The choice of pink background and the use of Presley’s image imbue the artwork with a rather humorous quality. The artist’s sense of humour seems rather dark when the observers discover that the convulsions of Elvis are controlled by the original game’s Karma real-time physics system – a type of procedural animation that applies real-world physics to video games, especially when re-enacting death animations. Movements are calculated at the moment they are executed, enabling the video game character to interact more naturally with its virtual environment. The “reality” of the game is not predetermined when using karma physics; the player alters it through his or her imagination’s comprehension of the virtual environment. Condon states that he misuses karma physics as a “new representation of death via code, not just the visual surface of trauma, but the physical dynamics of the falling figure.” [1] DesResFX.Kill (Karma Physics < Elvis) seems even darker in its subject matter when one realises that the artist is keeping the allegedly immortal ‘King of Rock ‘n Roll’ doing the eternal ‘dance of death’ in his artwork. This realisation is striking in both its gravity and lightness, as death is seem to be traumatic, yet one realises that millions of game characters ‘lose their lives’ daily. Death is reduced to a simple, repetitive action on a pink background in the virtual world.
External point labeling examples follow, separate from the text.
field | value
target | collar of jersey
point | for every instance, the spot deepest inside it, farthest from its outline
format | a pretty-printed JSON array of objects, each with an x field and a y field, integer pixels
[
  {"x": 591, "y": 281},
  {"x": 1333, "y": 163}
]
Just as Condon used the Unreal Tournament 2003 gaming engine to create endless simulations of death (which jarringly contrast with his game environment and character choice), Mary Flanagan used the same technology in her work [domestic] where the 3D computer environment simulates memory and spaces in a house fire. It is another traumatic subject which raises questions about re-experiencing memories in the virtual world and how computer games create meaning.